Poszukiwania kangura trwały od piątku, kiedy to podczas ćwiczeń terenowych pilot bezzałogowego statku powietrznego (BSP) namierzył zwierzę termowizją. Mimo intensywnych prób strażaków i innych osób, piątkowe działania nie przyniosły rezultatu. W sobotę, ze względu na brak dostępnego lekarza weterynarii, nie podejmowano kolejnych prób schwytania.
Jednak w niedzielę służby ruszyły z pełną mobilizacją. Jak informują zaangażowani w akcję, również tym razem zadanie nie było łatwe. Dopiero w godzinach wieczornych, podczas kolejnego nalotu, pilot drona ponownie zauważył przemieszczające się zwierzę, oddalone o kilkanaście metrów od ostatniego miejsca przebywania.

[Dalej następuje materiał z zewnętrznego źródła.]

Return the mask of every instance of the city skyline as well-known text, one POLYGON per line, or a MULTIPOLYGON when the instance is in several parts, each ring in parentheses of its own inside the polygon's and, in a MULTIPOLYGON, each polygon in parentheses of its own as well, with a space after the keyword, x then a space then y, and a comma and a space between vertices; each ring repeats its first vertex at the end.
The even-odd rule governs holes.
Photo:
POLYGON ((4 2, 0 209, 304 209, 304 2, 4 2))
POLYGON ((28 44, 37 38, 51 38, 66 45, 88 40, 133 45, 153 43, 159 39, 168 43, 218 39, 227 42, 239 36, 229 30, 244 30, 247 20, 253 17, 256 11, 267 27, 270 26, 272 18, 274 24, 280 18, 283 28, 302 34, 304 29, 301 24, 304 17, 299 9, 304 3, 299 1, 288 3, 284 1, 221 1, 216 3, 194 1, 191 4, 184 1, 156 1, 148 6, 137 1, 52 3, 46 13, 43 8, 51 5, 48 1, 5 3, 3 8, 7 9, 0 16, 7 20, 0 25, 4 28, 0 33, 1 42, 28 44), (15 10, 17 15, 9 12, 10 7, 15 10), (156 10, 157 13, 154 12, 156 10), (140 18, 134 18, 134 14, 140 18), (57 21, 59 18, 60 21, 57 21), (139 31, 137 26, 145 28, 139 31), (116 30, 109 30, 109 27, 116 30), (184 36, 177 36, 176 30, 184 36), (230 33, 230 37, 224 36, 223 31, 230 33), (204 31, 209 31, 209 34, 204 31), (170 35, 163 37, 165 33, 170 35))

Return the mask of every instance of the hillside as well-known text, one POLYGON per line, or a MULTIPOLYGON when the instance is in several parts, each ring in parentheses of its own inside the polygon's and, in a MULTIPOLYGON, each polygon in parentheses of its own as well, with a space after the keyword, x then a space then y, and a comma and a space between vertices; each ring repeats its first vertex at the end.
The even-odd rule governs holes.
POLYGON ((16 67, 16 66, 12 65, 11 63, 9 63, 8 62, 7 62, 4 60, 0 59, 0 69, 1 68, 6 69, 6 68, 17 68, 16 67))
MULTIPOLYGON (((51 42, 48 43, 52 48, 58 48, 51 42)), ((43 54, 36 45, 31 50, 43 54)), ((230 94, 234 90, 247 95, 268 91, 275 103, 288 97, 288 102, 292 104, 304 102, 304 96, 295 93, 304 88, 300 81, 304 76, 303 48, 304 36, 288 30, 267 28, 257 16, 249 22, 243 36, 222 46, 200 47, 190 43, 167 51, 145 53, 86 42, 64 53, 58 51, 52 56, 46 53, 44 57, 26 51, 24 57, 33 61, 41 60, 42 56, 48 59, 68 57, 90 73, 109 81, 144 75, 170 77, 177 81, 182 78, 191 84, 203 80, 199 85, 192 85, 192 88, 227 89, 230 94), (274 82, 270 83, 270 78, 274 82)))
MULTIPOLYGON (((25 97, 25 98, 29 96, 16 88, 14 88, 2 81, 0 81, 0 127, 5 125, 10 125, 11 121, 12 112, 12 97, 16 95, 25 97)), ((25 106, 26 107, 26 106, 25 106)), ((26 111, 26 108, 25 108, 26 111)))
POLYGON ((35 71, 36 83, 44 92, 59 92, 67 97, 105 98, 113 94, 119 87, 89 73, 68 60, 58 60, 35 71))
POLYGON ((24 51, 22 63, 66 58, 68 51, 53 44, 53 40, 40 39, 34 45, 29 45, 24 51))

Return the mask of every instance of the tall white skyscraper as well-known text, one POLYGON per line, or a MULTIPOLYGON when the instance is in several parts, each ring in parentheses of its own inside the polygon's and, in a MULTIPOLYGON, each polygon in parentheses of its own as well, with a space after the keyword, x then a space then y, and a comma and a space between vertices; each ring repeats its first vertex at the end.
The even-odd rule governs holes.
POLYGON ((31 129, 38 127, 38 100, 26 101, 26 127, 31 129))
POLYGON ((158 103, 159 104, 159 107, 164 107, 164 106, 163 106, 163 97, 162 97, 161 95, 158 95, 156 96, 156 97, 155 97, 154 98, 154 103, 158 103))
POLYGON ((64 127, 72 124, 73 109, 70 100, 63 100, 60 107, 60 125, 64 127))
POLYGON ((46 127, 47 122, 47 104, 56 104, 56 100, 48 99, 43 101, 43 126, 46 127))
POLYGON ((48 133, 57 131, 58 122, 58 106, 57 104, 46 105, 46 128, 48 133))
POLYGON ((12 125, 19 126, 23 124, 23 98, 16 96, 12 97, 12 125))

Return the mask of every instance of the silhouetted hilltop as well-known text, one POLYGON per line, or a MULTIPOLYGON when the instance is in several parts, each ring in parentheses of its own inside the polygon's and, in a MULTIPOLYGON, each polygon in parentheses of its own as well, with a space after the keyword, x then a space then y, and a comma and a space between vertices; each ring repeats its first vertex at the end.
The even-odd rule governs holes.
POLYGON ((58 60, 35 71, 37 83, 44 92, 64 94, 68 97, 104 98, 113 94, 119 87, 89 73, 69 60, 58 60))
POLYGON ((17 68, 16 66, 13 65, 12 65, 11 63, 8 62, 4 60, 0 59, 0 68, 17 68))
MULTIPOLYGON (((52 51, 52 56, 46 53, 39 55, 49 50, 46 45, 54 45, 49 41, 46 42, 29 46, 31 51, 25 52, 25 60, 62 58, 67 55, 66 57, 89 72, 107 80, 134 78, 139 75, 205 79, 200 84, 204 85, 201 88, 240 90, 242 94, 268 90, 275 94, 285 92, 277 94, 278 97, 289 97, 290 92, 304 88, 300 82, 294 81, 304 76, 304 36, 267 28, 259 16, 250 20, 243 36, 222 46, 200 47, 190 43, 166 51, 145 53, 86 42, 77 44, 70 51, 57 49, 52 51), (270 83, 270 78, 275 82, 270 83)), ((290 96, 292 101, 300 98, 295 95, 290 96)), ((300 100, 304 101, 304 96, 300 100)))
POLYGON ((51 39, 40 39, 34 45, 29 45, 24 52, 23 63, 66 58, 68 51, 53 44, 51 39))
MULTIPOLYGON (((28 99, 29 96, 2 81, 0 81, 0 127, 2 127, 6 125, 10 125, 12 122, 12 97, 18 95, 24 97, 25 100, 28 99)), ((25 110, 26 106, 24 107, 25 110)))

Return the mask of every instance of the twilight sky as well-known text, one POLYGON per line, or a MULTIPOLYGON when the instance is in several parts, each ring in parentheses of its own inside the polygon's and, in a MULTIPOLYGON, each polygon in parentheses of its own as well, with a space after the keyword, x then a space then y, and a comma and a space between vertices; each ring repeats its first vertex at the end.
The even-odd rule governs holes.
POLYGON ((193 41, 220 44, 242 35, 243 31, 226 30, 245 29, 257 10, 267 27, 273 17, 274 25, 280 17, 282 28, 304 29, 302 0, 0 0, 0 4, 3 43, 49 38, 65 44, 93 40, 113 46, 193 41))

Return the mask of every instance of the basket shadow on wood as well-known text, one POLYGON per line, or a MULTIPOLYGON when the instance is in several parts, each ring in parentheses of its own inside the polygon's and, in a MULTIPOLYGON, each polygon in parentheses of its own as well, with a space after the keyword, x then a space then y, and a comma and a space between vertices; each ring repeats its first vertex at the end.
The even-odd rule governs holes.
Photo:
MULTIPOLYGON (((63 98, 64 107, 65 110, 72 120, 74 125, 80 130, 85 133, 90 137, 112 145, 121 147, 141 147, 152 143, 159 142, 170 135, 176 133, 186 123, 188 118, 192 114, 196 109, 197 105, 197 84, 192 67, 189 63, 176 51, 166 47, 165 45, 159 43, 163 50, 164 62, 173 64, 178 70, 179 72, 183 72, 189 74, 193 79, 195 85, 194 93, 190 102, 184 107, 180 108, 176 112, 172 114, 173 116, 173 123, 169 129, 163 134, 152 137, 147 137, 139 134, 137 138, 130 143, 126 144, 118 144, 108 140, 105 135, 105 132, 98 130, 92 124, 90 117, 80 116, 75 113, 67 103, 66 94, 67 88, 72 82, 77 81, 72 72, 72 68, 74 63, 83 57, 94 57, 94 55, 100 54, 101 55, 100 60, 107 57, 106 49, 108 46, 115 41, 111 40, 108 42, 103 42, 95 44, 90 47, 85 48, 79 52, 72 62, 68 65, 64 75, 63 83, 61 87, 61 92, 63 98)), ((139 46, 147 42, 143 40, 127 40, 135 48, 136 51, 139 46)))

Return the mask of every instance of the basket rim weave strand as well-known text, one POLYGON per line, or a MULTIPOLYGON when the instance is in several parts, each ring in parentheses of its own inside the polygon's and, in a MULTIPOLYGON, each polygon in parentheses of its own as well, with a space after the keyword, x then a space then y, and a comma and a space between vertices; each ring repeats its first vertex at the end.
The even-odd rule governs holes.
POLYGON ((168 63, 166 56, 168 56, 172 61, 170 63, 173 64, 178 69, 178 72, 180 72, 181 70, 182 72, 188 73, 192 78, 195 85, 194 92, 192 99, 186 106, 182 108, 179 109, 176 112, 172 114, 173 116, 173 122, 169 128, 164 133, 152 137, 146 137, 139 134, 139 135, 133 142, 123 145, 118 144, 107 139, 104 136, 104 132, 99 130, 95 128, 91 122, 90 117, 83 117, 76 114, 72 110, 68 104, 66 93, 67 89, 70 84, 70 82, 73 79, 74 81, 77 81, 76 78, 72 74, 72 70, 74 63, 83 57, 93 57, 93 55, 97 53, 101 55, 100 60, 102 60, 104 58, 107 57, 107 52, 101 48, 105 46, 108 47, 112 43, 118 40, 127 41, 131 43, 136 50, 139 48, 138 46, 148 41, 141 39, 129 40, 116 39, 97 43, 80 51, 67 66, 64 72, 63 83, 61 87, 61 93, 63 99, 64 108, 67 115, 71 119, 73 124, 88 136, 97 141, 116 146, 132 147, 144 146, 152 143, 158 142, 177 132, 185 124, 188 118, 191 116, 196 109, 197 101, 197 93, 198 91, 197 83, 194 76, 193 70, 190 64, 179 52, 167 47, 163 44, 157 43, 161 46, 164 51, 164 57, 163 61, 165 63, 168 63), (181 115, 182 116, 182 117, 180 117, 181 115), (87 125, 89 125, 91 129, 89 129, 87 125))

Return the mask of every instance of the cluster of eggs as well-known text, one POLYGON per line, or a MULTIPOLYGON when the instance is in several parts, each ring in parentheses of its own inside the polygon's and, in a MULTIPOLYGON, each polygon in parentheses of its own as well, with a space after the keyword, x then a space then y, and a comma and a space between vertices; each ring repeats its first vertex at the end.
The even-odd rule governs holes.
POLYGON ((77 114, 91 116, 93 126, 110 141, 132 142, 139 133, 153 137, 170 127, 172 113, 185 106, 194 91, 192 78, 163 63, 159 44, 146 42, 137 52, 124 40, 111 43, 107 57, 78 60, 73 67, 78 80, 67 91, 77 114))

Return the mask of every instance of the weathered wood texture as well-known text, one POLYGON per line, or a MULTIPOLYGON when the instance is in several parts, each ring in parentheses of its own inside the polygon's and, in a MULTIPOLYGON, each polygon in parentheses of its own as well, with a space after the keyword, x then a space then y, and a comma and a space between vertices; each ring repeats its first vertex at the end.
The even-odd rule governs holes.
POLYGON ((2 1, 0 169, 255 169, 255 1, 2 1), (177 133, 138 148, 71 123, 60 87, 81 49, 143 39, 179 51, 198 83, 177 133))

Po szybkim kontakcie z weterynarzem, udało się zabezpieczyć teren, aby kangur nie oddalił się ponownie. Ostatecznie, po godzinie 23:00, zwierzę zostało bezpiecznie uśpione i przetransportowane do swojego właściciela.
– Nasza załoga szczęśliwa z finału wróciła do domów – podsumowują strażacy z Grupy Poszukiwawczo Ratowniczej OSP Rozprza, zamykając tym samym nietypową, kilkudniową operację poszukiwawczą.